La caserma dei carabinieri distante poche centinaia di metri; per strada pensionati e decine di mamme intente ad accompagnare all'asilo i propri figli. E poi tanto traffico da non riuscire a muoversi. Uno scenario che però non ha scoraggiato i killer, che ieri mattina a Rho hanno ucciso nella loro auto nel corso di un agguato in stile mafioso due uomini originari di Taranto, ma da anni residenti nel capoluogo. Francesco Catapano, 71 anni, e il figlio Umberto, di 37, sono stati giustiziati in pieno giorno da un commando composto da un paio di esecutori e forse da altrettanti complici che avrebbero fornito loro appoggio logistico. Un regolamento di conti nell’ambito della malavita, secondo gli investigatori, anche se le vittime non ricoprivano ruoli particolari nell’organizzazione del crimine.
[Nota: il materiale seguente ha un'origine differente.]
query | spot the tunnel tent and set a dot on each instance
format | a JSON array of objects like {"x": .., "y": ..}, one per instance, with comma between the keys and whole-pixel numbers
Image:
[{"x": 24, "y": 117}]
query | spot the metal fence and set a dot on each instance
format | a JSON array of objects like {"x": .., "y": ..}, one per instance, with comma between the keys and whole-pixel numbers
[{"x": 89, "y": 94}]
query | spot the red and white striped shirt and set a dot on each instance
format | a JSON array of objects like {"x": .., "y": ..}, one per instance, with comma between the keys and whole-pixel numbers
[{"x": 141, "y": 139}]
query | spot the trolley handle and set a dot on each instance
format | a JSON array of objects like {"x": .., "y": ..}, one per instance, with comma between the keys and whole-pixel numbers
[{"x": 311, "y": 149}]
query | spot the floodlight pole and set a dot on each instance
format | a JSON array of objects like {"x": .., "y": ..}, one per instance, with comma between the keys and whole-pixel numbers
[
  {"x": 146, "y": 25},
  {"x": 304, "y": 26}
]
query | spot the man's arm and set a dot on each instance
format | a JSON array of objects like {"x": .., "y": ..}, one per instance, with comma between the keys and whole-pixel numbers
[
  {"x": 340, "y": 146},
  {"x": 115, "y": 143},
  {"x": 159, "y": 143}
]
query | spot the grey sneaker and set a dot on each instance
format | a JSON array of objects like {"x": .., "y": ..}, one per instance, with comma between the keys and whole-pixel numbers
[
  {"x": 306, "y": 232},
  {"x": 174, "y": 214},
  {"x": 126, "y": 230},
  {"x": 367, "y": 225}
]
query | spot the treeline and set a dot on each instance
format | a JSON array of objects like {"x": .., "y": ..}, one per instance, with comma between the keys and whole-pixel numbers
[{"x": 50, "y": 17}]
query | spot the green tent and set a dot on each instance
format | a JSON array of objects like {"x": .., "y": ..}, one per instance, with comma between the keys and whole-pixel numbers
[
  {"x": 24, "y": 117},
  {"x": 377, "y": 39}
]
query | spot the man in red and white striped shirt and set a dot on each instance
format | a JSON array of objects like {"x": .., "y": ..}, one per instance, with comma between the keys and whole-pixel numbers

Umberto Catapano aveva infatti un fascicolo giudiziario con piccoli precedenti di polizia, dalla rissa all’estorsione. Da poco era tornato in circolazione, dopo un periodo di arresti domiciliari, conseguenti a un assalto in un autogrill. Per vivere entrambi facevano gli ambulanti. Un profilo dunque che rende ancora più misterioso l’agguato preparato nei minimi dettagli e condotto in maniera «professionale» e spietata.
Sono passate da qualche minuto le 9 quando, proveniente da via Parri, la Mercedes delle vittime, guidata dal papà, imbocca la via Aldo Moro, nel popoloso quartiere Stellanda. I due, che forse hanno un appuntamento in città, ignorano che i killer sono già alle loro spalle. Ad un certo punto infatti la loro auto viene affiancata da un’altra vettura che costringe il conducente ad accostare a destra, sino a toccare il marciapiede. Una manovra che porta la Mercedes a bloccarsi dentro un parcheggio, a una cinquantina di metri di distanza dall’asilo nido e dalla scuola materna. Subito dopo il «far west», con i proiettili che volano e la gente che scappa e cerca rifugio nei palazzi e dietro le auto in sosta.
La Mercedes viene raggiunta da un grosso scooter grigio, in sella due individui con il volto coperto dai caschi. Uno di loro scende e apre subito il fuoco, contro i bersagli, disarmati e inermi nell’abitacolo. Probabilmente a sparare è anche l’altro complice, e tutto si consuma in una breve parentesi. Una decina di colpi o forse più, e per Umberto Catapano, centrato alla testa, non c’è già più nulla da fare. Anche il padre, colpito al capo, rimane inchiodato e sanguinante al volante.
Arrivano le ambulanze del 118, che portano il figlio all’ospedale di Garbagnate e il padre a Rho dove i medici tentano inutilmente di salvarlo: muore qualche ora dopo. I carabinieri stanno ora cercando di venire a capo del giallo, ipotizzando che Umberto fosse il bersaglio predestinato e Francesco sia stato eliminato solo perché era in compagnia del figlio.